On July 1, 2025, pursuant to the terms of the Agreement and Plan of Merger (the “Merger Agreement”), dated as of December 16, 2024, by and among the Registrant, Aebi Schmidt Holding AG, a Switzerland Aktiengesellschaft (“Aebi Schmidt”), ASH US Group, LLC, a Delaware limited liability company and direct, wholly owned subsidiary of Aebi Schmidt (“Holdco”), and Badger Merger Sub, Inc., a Michigan corporation and direct, wholly owned subsidiary of Holdco (“Merger Sub”), Merger Sub merged with and into the Registrant (the “Merger”), with Registrant continuing as a direct, wholly-owned subsidiary of Holdco and as an indirect, wholly-owned subsidiary of Aebi Schmidt.
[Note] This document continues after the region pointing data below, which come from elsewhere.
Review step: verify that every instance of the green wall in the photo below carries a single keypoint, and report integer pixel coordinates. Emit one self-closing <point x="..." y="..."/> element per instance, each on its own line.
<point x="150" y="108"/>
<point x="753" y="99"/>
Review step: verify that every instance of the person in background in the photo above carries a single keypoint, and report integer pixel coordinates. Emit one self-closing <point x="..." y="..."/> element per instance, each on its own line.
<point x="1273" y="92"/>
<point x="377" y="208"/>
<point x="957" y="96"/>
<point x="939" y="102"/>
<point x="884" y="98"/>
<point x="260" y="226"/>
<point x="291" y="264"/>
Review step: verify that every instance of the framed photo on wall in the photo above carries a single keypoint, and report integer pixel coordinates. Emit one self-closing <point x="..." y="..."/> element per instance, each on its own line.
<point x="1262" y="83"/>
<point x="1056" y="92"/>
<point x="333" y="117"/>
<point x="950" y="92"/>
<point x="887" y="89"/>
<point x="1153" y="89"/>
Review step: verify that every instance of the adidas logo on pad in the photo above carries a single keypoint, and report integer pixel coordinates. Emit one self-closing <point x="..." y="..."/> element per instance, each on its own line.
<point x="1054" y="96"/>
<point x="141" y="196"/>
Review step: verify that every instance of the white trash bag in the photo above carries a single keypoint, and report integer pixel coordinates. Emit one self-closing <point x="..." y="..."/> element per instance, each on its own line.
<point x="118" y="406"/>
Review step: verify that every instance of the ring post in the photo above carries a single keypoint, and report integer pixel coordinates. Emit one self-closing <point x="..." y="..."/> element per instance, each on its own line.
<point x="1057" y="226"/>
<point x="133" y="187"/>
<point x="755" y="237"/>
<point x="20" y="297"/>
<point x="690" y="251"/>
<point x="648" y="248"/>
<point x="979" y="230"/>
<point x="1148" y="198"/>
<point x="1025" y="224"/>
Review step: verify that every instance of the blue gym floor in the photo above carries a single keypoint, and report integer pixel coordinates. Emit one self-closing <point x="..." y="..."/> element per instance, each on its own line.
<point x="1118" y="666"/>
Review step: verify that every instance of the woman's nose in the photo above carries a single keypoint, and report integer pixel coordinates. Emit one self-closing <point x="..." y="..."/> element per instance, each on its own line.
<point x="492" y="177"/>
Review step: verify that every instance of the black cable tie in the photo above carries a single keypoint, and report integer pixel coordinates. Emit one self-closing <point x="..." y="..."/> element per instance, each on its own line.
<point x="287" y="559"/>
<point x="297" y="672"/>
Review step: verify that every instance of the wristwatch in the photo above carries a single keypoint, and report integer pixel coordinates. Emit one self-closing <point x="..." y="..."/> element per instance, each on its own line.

As a result of the Merger, the Registrant has terminated any and all offerings of its securities pursuant to the Registration Statements.  The Registrant hereby terminates the effectiveness of the Registration Statements and removes from registration, by means of this Post-Effective Amendments, any and all of the securities registered under the Registration Statements that remained unsold as of the date hereof.  The Registration Statement is hereby amended, as appropriate, to reflect the registration of such securities, and the Registrant hereby terminates the effectiveness of the Registration Statements.


SIGNATURES

Pursuant to the requirements of the Securities Act of 1933, as amended, the Registrant certifies that it has reasonable grounds to believe that it meets all of the requirements for filing on Form S-8 and has duly caused the Post-Effective Amendments to the Registration Statements to be signed on its behalf by the undersigned, thereunto duly authorized, in the city of Novi, State of Michigan on July 1, 2025.

 
THE SHYFT GROUP, INC.
     
 
By:
 /s/ Jay Goldbaum
 
Name: Jay Goldbaum
 
Title: Deputy General Counsel

No other person is required to sign the Post-Effective Amendments in reliance upon Rule 478 under the Securities Act of 1933, as amended.